What’s unfolding now is the transition from adulthood to death, an ordeal which looks largely the same as Finn’s maturation. It’s impressive how Adventure Time has stayed true to the same core messages, elaborating upon them with concentric arcs. The fact of the elementals’ reincarnation lends an optimism to the series’ mythos: if destruction and reincarnation are both recurring, then there is no true destruction, only changes. We saw the same idea in childhood-centric episodes like “The More You Moe, the Moe You Know,” in which little BMO is anxious about growing up, fearing that his personality as he knows it will dissolve once he’s grown; the child will die, giving way to someone entirely different. The elementals’ reincarnation expresses the idea that even though change is inevitable, there is an essence that remains the same, but that isn’t good enough for Patience. In fact, it seems it’s never been good enough for the ice elementals.

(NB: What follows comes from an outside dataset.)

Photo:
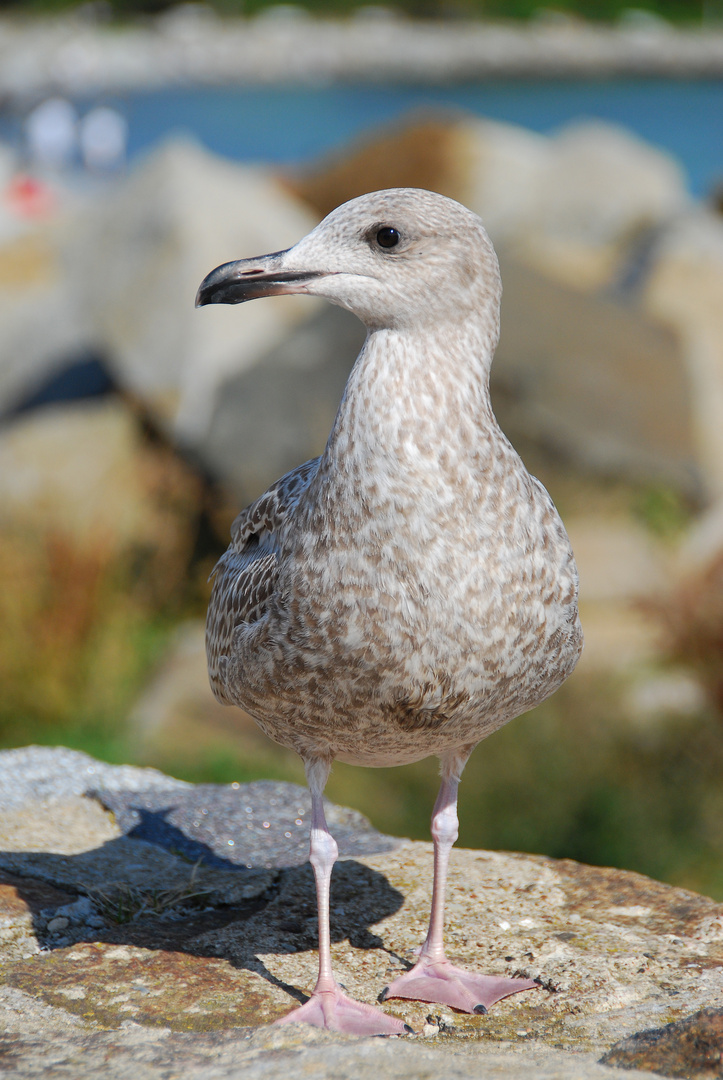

Patience St. Pim the ice elemental sits in her frozen sailboat

The irony of Patience’s apparent rebellion is that even though she’s attempting to cheat fate, her personality plays right into what looks like fate’s schemes for the ice elemental. In a past life, Patience had been Urgence Evergreen, the prehistoric Ice Wizard who attempted to stop the recurrence of the Catalyst Comet’s apocalyptic impact by empowering himself with the Ice Crown. At that time also, the other elementals had protested, saying that death isn’t something to be feared–not that Evergreen would listen, obsessed as he was with his own abilities. Patience bears all the same traits: she’s absolutely dazzled with her ice powers, and wanted to survive into the future to explore the range of her abilities and showboat around. In a short but telling moment, Patience comments on how PB looks 18, and laments her own old age (28 is old, I suppose), thus hinting at an underlying fear of death and aging. It seems that the ice elemental will always be the obsessive, isolated one of the four. Though St. Pim revels in her own individuality, she’ll never know that she’s simply enacting another trope, another recurring cycle. It’s quite sad, especially when you figure that all she wanted to do was to feel special, be a part of a group of special people. The coathangar figurines she was crafting were probably her own friends, whom she couldn’t wait to see again.

After relating their history together, Patience reveals Slime and Bubblegum Princess’s own latent elemental abilities, which they use to handily defeat her (of course Slime beats Ice). They leave her to her own devices, humiliated and covered in slime. The episode closes as Ice King finds his keys (in his mouth) and Patience promises to appear again.